Based on years of experience building AI applications, this volume will help readers understand the principles of differentiable programming, evaluate its role in modern AI systems, and design workflows that extend learning into new domains. It is essential reading for machine learning engineers, applied researchers, and anyone aiming to master the next generation of optimization-driven AI.
商品描述(中文翻譯)
可微編程(Differentiable programming)正迅速成為現代人工智慧的基石,將基於梯度的優化能力擴展到神經網絡以外的領域,如物理學、控制系統、圖形學和大規模模擬。雖然研究論文和零散的教程已經介紹了該領域的一些片段,但《可微編程:AI 工程師的指南》(Differentiable Programming for AI Engineers)是第一本也是唯一一本全面的指南,旨在幫助從業者和高級學生掌握其原則並有效地應用於當今領先的框架。

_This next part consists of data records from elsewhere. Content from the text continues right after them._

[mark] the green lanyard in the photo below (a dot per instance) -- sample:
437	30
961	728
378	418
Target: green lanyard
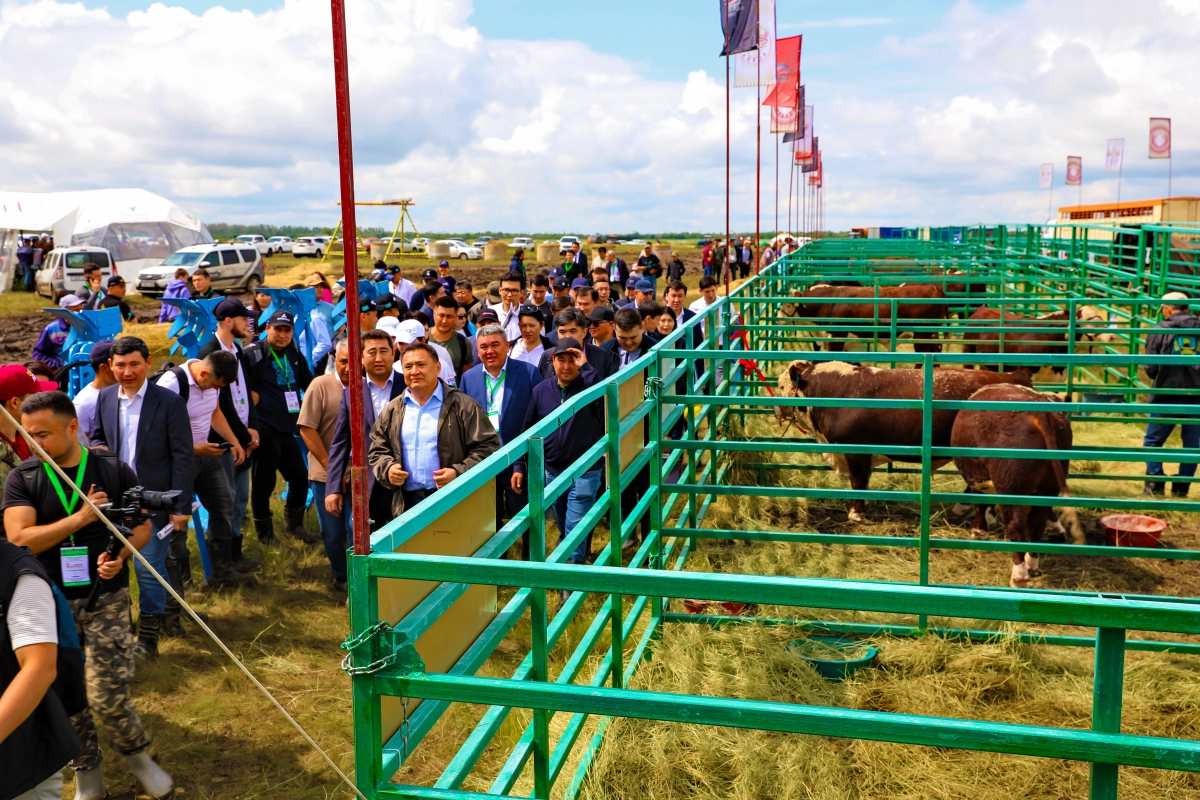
58	487
492	385
285	370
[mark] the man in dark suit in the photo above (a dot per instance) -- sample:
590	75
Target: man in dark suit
379	388
576	326
630	343
503	386
148	427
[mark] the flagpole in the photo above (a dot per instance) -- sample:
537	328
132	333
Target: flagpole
757	144
725	266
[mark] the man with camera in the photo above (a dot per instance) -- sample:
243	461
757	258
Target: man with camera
82	557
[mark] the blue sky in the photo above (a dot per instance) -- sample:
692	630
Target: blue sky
580	116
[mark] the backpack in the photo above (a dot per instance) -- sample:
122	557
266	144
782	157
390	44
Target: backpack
185	389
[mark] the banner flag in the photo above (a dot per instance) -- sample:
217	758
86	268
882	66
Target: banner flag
1074	170
787	72
1047	179
743	25
1159	137
755	67
1114	155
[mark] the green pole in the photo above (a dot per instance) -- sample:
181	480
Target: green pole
927	470
540	671
1107	704
612	403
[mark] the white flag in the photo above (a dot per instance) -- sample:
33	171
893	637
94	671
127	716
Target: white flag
757	67
1114	155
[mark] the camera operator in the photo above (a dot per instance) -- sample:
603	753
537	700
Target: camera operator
48	517
36	738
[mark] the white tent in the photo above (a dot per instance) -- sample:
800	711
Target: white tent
138	228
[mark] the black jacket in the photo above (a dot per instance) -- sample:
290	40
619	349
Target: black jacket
1183	342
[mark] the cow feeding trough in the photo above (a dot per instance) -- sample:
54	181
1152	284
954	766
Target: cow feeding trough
581	702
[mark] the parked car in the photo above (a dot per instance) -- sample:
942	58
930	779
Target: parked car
61	271
233	268
280	245
315	246
459	248
256	241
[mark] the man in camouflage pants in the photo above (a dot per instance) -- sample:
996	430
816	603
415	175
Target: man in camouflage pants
47	515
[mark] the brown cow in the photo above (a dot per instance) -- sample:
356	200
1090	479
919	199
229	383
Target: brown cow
911	308
1021	340
1029	476
874	426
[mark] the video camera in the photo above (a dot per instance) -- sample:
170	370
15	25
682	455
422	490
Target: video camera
137	505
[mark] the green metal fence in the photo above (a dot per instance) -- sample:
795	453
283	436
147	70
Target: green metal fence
580	662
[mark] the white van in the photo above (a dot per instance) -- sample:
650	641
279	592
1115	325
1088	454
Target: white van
61	271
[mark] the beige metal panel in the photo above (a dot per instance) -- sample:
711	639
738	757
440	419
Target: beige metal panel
460	530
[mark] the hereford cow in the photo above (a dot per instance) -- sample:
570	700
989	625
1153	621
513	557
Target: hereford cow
1030	476
911	310
1020	340
875	426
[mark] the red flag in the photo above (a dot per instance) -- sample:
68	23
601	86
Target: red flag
787	72
1159	137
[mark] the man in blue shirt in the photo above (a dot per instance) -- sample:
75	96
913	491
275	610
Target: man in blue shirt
568	443
426	438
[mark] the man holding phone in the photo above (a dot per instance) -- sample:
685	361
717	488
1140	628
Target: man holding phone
199	384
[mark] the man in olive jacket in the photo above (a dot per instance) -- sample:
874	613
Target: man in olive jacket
429	435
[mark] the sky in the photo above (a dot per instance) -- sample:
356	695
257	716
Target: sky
528	115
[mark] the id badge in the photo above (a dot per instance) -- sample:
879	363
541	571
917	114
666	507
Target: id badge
76	571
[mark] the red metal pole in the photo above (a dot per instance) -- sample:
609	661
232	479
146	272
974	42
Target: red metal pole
725	266
351	270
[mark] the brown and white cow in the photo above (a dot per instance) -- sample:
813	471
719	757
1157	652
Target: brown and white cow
875	426
1024	338
1025	476
911	308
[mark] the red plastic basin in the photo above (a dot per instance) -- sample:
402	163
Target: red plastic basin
1133	530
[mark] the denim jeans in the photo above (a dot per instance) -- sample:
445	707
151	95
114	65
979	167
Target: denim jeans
333	531
573	504
239	485
1156	437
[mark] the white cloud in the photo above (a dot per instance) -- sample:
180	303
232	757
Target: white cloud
233	112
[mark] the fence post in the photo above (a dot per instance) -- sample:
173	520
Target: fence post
927	469
612	411
1107	703
540	651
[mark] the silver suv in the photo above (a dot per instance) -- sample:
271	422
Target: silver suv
234	269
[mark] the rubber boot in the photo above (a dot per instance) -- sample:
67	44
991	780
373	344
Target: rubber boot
265	530
90	785
154	779
240	563
294	521
149	627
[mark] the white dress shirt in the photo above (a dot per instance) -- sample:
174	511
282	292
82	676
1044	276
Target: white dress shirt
129	410
202	403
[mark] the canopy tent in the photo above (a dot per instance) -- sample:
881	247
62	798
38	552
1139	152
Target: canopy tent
138	228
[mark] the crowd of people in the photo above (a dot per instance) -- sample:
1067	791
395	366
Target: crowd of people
449	377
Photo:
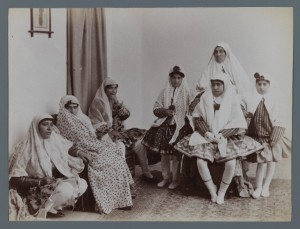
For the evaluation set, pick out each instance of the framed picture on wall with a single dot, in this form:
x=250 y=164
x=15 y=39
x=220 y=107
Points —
x=40 y=21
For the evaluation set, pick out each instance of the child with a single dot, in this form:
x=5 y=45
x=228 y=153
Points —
x=170 y=107
x=266 y=128
x=219 y=134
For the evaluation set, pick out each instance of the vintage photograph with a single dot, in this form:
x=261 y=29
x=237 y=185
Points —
x=150 y=114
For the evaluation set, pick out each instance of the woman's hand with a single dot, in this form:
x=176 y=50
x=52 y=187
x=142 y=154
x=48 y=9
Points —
x=114 y=135
x=209 y=136
x=84 y=156
x=193 y=105
x=219 y=138
x=46 y=180
x=114 y=99
x=169 y=113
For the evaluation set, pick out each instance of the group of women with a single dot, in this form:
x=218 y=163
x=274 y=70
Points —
x=210 y=125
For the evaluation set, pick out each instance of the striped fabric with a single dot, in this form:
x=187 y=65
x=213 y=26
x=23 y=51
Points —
x=261 y=128
x=159 y=112
x=229 y=132
x=200 y=125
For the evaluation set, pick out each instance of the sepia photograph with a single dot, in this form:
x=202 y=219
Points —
x=179 y=114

本書以清晰且實用的方式統一了可微編程的概念、工具和方法,平衡了數學的嚴謹性與實際的工程工作流程。通過精心選擇的解釋和在 PyTorch、JAX 和 Julia 中的代碼示例,本書展示了如何從理論轉向實現,而不失去精確性或可用性。
本書涵蓋了自動微分、可微優化和端到端可訓練系統的基礎,同時擴展到前沿應用,如可微物理引擎、可微圖形和渲染,以及在複雜工業系統中的優化。與此同時,它還介紹了工作流程設計、混合建模和將可微組件整合到現實世界 AI 管道中的先進實踐。
本書強調清晰性和實用價值,展示了如何構建、分析和部署可微程序,這些程序能夠在動態環境中自我優化。每一章都將基本的數學概念與可執行的代碼配對,使材料對工程師和研究人員都能直接應用。
基於多年構建 AI 應用的經驗,本書將幫助讀者理解可微編程的原則,評估其在現代 AI 系統中的角色,並設計將學習擴展到新領域的工作流程。這是機器學習工程師、應用研究人員以及任何希望掌握下一代以優化為驅動的 AI 的人必讀的書籍。